2 Responses to “Which Health Risks Drop Most After Weight Loss?”

  1. September 06, 2020 at 3:18 pm, Richard Atkinson said:

    It is unfortunate that this study done by Novo Nordisk danced around the current treatment of obesity and appears to be recommending lifestyle changes when only about 10% of patients had been able to keep off a 10% or more weight loss at four years. Some of Novo Nordisk’s drugs appear to do better than that if continued (of course drugs do nothing if they are not taken). A healthy diet is very important for a healthy life, but thousands of studies show that diet (and exercise) alone are inadequate for successful, long term weight loss. When will we treat obesity as a real disease and recommend drugs as a first line of treatment – as we do with diabetes and hypertension, both of which respond very well for the short term with the exact diet and exercise programs we prescribe for obesity? Obese Lives Matter and yet we continue to discriminate against obesity in our medial approach.

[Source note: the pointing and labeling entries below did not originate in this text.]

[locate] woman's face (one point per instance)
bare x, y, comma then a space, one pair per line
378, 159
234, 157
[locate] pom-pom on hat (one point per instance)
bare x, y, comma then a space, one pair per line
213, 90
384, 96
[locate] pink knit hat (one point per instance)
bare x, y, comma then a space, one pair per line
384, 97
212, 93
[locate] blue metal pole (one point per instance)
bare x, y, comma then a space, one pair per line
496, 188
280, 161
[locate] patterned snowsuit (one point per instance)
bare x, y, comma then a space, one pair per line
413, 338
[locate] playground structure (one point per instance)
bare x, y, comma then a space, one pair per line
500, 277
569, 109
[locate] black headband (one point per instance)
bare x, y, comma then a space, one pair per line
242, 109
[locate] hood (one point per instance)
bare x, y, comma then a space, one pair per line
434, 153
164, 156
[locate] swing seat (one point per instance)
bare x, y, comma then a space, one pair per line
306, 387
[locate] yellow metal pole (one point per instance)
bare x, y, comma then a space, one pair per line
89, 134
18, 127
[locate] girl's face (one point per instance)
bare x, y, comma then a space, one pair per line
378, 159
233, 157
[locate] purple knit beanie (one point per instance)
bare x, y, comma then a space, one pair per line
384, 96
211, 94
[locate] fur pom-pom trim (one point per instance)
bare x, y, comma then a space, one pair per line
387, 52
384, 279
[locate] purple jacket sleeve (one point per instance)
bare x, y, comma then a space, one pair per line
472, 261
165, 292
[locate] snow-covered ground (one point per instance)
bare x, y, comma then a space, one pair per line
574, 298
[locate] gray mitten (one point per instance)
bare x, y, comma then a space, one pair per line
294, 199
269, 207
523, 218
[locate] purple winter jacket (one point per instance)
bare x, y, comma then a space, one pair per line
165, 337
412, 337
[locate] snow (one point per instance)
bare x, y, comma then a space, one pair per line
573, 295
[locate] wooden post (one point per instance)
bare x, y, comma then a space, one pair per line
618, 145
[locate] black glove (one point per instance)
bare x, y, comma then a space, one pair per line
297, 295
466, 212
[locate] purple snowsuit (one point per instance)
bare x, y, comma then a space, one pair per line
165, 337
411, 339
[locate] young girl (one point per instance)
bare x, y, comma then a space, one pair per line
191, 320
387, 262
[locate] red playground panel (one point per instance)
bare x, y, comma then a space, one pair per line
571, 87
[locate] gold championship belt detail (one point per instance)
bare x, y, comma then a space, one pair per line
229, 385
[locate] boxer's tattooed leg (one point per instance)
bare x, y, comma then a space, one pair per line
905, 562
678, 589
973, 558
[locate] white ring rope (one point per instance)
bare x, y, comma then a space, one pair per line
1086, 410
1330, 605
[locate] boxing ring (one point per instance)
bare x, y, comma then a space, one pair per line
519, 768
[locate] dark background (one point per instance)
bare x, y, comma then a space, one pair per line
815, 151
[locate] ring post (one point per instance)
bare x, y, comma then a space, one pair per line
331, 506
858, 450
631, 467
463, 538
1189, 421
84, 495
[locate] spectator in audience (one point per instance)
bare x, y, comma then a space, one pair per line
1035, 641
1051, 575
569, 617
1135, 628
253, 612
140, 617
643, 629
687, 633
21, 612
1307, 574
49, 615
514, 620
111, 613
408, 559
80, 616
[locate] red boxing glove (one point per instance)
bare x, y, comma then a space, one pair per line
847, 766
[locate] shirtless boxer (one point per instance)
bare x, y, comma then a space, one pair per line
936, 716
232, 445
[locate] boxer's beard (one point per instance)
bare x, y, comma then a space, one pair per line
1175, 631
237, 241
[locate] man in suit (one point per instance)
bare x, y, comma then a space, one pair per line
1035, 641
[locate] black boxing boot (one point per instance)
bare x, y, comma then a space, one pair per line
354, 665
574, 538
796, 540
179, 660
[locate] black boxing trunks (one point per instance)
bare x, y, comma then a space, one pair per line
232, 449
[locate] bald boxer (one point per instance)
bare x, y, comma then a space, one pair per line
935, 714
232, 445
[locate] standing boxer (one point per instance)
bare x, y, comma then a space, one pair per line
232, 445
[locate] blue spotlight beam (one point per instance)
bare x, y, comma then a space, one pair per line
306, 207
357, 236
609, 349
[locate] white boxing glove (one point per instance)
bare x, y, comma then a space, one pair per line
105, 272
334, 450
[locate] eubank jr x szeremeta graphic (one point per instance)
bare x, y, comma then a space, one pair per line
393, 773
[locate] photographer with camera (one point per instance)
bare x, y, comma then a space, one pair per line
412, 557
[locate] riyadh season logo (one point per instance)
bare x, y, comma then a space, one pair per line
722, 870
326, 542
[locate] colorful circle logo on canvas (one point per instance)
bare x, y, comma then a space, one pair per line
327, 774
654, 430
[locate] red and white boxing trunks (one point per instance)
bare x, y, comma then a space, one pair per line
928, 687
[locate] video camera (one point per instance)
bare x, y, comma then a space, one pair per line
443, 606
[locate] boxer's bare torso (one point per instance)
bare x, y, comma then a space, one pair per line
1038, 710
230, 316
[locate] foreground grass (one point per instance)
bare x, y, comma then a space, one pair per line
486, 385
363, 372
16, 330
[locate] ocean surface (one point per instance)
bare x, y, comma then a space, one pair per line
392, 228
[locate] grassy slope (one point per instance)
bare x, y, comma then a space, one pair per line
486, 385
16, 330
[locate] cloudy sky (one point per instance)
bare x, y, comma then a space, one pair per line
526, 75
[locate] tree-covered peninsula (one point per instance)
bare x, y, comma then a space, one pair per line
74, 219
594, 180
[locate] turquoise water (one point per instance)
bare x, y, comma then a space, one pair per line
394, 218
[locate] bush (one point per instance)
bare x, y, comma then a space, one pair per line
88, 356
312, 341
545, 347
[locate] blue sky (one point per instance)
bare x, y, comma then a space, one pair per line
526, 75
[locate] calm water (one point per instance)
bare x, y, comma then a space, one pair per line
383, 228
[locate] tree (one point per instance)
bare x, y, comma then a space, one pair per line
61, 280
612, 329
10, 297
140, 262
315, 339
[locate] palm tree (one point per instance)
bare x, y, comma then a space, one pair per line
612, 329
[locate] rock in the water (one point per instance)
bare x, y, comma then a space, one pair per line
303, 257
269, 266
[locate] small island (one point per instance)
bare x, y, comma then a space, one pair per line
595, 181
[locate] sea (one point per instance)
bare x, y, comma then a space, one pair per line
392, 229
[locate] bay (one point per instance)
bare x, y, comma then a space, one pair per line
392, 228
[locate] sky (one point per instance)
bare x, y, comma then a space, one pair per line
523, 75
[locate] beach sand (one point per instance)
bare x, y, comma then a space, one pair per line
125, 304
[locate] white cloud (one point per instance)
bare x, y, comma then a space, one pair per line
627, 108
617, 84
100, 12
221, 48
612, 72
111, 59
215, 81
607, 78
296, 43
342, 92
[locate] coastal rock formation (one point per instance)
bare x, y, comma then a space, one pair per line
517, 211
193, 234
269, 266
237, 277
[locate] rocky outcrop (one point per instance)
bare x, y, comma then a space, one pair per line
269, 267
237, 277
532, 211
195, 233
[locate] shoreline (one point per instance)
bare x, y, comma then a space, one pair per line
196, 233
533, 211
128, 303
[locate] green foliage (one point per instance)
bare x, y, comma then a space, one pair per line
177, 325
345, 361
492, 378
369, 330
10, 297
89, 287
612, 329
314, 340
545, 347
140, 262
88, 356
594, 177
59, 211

  2. September 06, 2020 at 3:40 pm, Ted said:

    Richard, I certainly agree that people with obesity should receive treatment as needed with all available options. Also, you are right that the results with even intensive behavioral therapy alone are often inadequate. However, I believe that this study was not specific to any one type of therapy. Rather, it looked at that minority of patients with obesity who intentionally lost weight and maintained a healthier weight for four years. If you know that patients who received pharmacotherapy and surgery were excluded, I’d be eager to hear more. Neither the study abstract nor the news release says so. For patients to maintain a weight loss of 13 to 25 percent for four years with only behavioral therapy would really surprise me.